Bath is an architectural masterpiece, one of Europe’s most beautiful and elegant cities. We hope to show, however, that Georgian Bath was not just build as a work of art. The search for profit and the moods of fashion mattered as much to people in 18th century as they do to us today. The building of Georgian Bath was a result of one of those moments in history wich are impossible to plan for, moments when individual self interest and the interests of the community, idealism and commerce, architecture and taste, love and money all point in the same direction.


The vast majority of the new houses built at Bath in the Georgian period were “speculative developments”, undertaken in response to the demand for accomodation from the seasonal floods of visitors and the swelling permanent population. The developers and builders were “speculators” because they gambled on finding purchasers for the houses they undertook to construct, and on selling them at a profit.

Whilst in London, John Wood had speculated in building in the booming West End and he was soon looking for a landowner at Bath interested in his schemes. (…) Gray agreed to lease a large plot to John Wood for the latter to build Queen Square upon in return for paying a fixed annual rent of £137 a year, a responsability passed on to his heirs. The lease lasted for 99 years – the most common length of time – and when it expired all the houses on the site were to become the freehold property of Gay’s descendants. Furthermore, once The Square was built more of the family’s land lay ripe for development.

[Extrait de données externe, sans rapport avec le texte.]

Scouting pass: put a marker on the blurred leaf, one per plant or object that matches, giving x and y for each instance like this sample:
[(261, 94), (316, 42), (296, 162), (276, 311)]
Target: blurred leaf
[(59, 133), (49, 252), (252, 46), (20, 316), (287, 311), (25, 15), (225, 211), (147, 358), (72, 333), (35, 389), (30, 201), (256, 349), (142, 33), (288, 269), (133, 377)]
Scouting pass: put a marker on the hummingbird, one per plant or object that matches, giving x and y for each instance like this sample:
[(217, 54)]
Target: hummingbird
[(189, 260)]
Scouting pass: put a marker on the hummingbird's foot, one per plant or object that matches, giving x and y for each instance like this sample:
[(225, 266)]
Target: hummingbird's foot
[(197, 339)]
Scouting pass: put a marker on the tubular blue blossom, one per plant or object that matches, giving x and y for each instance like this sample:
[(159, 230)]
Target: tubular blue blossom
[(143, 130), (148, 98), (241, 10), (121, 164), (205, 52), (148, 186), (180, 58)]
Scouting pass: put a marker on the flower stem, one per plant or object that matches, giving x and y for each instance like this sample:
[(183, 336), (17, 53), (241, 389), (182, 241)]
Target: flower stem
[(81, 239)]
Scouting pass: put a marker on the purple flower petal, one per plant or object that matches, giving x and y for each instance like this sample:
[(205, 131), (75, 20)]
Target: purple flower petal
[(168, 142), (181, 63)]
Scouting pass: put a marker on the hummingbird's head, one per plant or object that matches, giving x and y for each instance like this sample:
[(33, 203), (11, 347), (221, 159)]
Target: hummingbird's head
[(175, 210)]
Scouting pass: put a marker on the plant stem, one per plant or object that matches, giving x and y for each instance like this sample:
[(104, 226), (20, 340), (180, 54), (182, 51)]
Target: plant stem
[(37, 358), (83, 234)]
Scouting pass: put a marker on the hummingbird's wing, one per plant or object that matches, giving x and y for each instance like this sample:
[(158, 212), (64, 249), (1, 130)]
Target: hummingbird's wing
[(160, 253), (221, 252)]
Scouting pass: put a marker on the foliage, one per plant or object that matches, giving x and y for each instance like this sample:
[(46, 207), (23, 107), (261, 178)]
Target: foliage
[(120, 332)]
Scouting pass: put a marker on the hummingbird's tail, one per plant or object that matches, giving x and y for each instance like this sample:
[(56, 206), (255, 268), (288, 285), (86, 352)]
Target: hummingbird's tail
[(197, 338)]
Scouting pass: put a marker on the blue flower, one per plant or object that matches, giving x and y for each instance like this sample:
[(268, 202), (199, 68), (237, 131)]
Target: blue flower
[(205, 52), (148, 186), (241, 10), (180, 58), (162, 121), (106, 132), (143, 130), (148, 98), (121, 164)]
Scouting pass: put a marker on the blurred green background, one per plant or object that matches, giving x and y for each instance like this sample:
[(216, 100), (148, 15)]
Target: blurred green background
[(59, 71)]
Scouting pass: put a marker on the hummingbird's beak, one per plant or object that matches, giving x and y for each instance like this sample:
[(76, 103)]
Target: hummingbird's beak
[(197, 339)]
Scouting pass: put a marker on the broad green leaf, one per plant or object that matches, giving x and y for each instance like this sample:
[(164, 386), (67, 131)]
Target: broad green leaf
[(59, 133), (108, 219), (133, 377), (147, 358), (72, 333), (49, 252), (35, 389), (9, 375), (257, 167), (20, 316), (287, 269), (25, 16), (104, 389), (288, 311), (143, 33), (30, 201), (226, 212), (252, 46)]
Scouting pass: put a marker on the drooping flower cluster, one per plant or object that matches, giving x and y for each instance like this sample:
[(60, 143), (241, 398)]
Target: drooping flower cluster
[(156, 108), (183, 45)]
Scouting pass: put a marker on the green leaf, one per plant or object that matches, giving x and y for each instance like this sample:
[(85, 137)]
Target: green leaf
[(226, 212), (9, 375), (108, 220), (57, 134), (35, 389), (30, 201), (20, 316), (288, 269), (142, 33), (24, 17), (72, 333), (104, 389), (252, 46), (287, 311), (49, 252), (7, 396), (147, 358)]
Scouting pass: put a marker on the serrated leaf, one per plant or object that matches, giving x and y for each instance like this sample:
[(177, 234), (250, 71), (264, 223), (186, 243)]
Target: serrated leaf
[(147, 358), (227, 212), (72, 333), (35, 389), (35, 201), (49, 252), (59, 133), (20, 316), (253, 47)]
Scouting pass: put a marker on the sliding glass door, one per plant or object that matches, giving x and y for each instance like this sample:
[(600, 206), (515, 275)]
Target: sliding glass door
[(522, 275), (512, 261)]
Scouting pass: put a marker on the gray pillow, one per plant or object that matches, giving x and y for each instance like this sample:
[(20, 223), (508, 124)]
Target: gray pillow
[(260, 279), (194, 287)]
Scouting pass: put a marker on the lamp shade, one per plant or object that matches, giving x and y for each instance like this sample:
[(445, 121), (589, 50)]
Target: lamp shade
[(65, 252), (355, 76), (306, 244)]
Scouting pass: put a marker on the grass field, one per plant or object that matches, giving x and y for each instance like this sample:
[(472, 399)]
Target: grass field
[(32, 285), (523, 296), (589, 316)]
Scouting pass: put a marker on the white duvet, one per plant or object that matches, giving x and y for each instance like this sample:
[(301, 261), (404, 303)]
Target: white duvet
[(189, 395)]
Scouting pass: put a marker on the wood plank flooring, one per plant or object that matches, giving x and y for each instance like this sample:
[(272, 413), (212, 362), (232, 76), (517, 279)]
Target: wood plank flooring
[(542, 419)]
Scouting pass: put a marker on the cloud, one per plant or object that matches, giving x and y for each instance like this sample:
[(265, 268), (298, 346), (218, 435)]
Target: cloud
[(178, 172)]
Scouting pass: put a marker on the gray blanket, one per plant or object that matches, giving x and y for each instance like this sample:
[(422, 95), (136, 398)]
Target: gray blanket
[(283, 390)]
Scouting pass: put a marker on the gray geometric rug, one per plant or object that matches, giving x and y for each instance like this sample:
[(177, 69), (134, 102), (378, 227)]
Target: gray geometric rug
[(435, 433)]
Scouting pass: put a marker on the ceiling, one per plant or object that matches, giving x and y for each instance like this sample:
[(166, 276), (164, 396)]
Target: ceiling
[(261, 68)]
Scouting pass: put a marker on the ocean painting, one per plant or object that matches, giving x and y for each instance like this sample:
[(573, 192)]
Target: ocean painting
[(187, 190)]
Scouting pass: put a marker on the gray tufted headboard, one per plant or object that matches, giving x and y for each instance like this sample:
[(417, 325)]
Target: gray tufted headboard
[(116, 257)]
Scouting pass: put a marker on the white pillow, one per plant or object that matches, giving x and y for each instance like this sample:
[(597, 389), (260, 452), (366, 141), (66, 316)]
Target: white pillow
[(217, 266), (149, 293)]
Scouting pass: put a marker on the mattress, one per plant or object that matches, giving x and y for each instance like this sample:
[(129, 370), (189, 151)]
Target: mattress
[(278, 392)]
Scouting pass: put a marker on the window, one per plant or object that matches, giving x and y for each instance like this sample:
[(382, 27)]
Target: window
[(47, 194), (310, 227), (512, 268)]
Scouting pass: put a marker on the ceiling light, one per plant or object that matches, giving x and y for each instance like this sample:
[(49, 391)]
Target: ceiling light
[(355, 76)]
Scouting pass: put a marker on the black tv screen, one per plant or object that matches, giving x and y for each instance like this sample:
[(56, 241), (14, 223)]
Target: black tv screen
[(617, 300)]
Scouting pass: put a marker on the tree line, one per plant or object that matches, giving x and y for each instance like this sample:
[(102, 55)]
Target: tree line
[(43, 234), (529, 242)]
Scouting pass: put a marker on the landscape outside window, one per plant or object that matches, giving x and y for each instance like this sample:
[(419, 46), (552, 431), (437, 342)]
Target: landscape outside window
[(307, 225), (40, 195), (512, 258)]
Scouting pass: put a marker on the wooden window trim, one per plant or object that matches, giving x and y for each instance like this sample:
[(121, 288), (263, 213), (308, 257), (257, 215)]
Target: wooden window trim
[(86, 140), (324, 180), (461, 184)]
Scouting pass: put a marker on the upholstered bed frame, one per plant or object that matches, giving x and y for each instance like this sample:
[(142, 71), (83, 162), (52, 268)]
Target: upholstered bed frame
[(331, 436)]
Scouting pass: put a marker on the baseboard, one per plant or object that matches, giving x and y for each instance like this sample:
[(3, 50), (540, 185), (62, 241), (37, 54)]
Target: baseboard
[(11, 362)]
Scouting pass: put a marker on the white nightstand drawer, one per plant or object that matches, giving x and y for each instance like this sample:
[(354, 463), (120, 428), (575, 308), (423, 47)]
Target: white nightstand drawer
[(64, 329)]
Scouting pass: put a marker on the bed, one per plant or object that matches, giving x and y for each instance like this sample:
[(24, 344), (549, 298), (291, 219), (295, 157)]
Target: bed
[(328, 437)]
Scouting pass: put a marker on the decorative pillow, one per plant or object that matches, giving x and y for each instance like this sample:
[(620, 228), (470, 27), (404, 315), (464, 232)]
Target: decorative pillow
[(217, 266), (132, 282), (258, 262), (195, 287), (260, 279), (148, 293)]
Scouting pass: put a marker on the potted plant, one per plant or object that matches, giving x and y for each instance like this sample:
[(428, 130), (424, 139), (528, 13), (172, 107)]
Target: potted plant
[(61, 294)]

The next stage was for the develper to “sub-lease” these plots to less wealthy speculators, most of whom were building tradesmen. These signed an agreement to construct a house on the plot within a given period – normally two years – during which time they only paid a token “peppercorn rent”. Few of these small speculators had enough capital to pay for the construction so they borrowed the money from a wealthy private individual or a bank. When the shell of the house was complete the speculator looked for a buyer, often by advertising in the newspapers. If he failed to find one he faced bankruptcy, but in most years of the 18th century the Bath housing market was buoyant enough for him to sell at a price that repaid the loan and rewarded him wis a tidy profit.

The payer paid a lump sum which was for the shell of the house and for the lease on the plot. He also took on the responsability of paying the developer the fixed annual rent and if he sold thhe property on to a new occupier the latter continued to pay it. This is how the developer gained his reward. The rents from the 75 houses in and around Queen Square added up to £305 each year giving Wood, once he had subtracted the £137 rent he owed Gay, a handsome annual profit of £168.

The two Woods left Bath a legacy of over two hundred fine buildings but John Wood the Younger died overburdened by the debts he an dhis father had accumulated, and his widow ended her life in poverty.

Et au passage, plaisir ludique des jardins anglais, en déambulant devant le Royal Crescent, on en profitera pour admirer le Ha Ha (en pointillé au milieu de Bartons Field sur le plan en haut de ce billet), qui marque en l’occurrence la délimitation entre l’espace privé (“Private lawn. Subscribing residents only” indique le panonceau) et l’espace public. HA HA !! (voir aussi ici).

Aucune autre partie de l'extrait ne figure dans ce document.